Determinations regarding shipment of product to exclusive territories of CGP
shall be defined as the ultimate location at which a product is utilized.
4. The varieties of seed covered by and under this Agreement consist of the
following:
Glukhovskaja 33;
Zolotonoshskaja odnodomnaja 11 (Zol. USO-11);
Zolotonoshskaja 13;
Zolotonoshskaja 15;
USO 14;
USO 16 and
USO 31
Varieties shall be defined as germ plasm presently developed and germ plasm
to be developed by Institute.
Institute represents and certifies that these varieties have been tested and
are suitable for planting on a commercial scale. Institute also represents
that it will assist CGP in identifying farmers who are interested in planting
and growing these seed varieties and is not aware of any superior product
developed by either Institute or third parties which would render these seed
varieties commercially, functionally or economically obsolete or non-
competitive.
5. Institute hereby authorizes CGP to further license or sub-license any and
all seed varieties licensed to CGP under this Agreement to third party sub-
licensees. All costs of such sub-licensing arrangements, including the cost
of pre-trials, registration trials and any related license or sub-license
fees, shall be born by CGP, except those administrative costs of Institute.

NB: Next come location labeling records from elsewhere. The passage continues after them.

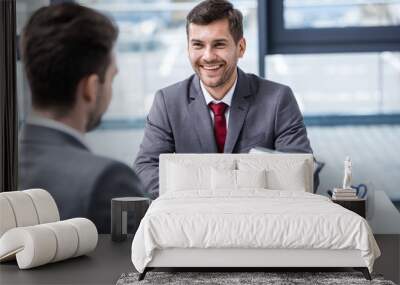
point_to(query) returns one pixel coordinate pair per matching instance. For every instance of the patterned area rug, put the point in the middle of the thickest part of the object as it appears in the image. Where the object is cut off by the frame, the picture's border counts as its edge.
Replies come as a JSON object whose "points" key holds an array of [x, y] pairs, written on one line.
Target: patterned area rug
{"points": [[242, 278]]}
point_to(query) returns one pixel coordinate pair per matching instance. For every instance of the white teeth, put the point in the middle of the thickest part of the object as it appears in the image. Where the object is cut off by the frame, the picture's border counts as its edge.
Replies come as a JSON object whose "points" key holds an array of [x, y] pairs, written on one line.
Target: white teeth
{"points": [[211, 67]]}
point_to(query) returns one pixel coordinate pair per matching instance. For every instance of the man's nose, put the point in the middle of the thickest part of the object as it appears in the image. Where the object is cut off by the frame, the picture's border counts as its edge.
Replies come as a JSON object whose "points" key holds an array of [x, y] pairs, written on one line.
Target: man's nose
{"points": [[209, 54]]}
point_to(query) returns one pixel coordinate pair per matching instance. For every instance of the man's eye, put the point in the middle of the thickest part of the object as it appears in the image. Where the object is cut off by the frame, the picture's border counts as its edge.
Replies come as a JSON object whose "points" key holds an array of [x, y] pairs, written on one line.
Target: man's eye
{"points": [[197, 45]]}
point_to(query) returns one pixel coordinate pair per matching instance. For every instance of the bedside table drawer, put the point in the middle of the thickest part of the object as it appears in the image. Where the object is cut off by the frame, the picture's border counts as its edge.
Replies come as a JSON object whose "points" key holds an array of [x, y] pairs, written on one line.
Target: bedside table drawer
{"points": [[357, 206]]}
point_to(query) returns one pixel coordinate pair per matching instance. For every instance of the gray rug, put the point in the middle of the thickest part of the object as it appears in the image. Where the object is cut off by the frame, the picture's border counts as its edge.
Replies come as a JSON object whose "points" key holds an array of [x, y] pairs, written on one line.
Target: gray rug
{"points": [[229, 278]]}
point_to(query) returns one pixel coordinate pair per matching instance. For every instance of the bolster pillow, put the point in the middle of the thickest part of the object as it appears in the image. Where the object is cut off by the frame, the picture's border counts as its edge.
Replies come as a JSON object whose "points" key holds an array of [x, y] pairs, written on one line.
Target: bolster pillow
{"points": [[40, 244], [26, 208]]}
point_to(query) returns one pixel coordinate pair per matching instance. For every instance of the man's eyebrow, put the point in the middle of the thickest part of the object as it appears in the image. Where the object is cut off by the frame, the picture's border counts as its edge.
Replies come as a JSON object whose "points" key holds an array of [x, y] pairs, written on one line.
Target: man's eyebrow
{"points": [[220, 40], [214, 41]]}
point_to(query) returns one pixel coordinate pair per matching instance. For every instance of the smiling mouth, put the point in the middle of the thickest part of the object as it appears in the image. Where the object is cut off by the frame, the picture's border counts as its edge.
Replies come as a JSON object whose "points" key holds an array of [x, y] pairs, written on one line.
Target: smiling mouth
{"points": [[211, 67]]}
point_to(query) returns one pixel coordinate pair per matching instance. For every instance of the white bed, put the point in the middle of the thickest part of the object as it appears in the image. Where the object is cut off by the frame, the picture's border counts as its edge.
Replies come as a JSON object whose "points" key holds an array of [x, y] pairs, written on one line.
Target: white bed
{"points": [[247, 210]]}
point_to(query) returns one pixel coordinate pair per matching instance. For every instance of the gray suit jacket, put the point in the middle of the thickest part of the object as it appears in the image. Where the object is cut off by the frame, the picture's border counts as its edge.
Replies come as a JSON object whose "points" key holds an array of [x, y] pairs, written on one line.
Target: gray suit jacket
{"points": [[262, 113], [81, 182]]}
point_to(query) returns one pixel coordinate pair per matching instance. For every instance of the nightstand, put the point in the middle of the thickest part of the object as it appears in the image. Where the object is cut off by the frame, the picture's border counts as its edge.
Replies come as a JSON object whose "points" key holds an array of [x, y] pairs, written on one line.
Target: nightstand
{"points": [[119, 215], [357, 206]]}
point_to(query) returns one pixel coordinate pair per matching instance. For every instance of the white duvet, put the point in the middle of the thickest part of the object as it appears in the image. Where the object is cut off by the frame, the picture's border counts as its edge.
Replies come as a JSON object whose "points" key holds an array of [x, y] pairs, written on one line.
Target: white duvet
{"points": [[250, 218]]}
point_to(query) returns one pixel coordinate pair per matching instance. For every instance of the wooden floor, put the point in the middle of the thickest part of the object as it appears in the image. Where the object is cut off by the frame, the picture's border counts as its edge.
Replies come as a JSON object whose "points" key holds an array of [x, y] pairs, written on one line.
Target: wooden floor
{"points": [[374, 150]]}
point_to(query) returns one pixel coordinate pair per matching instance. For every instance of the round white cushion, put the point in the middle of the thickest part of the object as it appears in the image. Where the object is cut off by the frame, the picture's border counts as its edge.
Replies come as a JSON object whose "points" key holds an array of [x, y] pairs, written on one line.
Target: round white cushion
{"points": [[40, 244]]}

In the event that CGP does issue sub-licenses, Institute will not be
responsible for dealing directly with any such CGP sub-licensees. CGP hereby
agrees to bind its sub-licensees to all applicable provisions of this
Agreement. CGP further shall limit Institute supplied confidential data
available to sub-licensees to that which is required for the successful
performance of respective Sub-licensee. Sub-licenses may be awarded by CGP
in the country of seed development.
6. Institute hereby grants and conveys to CGP the plant breeder rights
(Plant Variety Protection) for the varieties stated in Paragraph 4 above in
the geographical areas indicated in Paragraph 3 above. Institute agrees to
fully cooperate in, and pay any and all costs pertaining to, the acquisition
and maintenance of said breeder rights in each political subdivision within
the geographical areas so indicated from any third party which may hold or
claim to hold any such rights, or attempt to challenge the holding of such
rights by CGP. Institute shall fully indemnify CGP, including any and all
legal fees or other costs, in perfecting or maintaining said breeder rights
conveyed under this Agreement.
7. Institute shall, at its sole cost and expense, make available to CGP
Breeder Seed on the terms contained in Paragraph 8 below, and will cooperate
with CGP for the seed production and "Maintenance of the Variety" in the
sequence as follows:
1) Breeder Seed;
2) Select Seed;
3) Foundation Seed;
4) Registered Seed and
5) Certified Seed
All production seed sold to CGP or CGP customers shall be pedigree seed.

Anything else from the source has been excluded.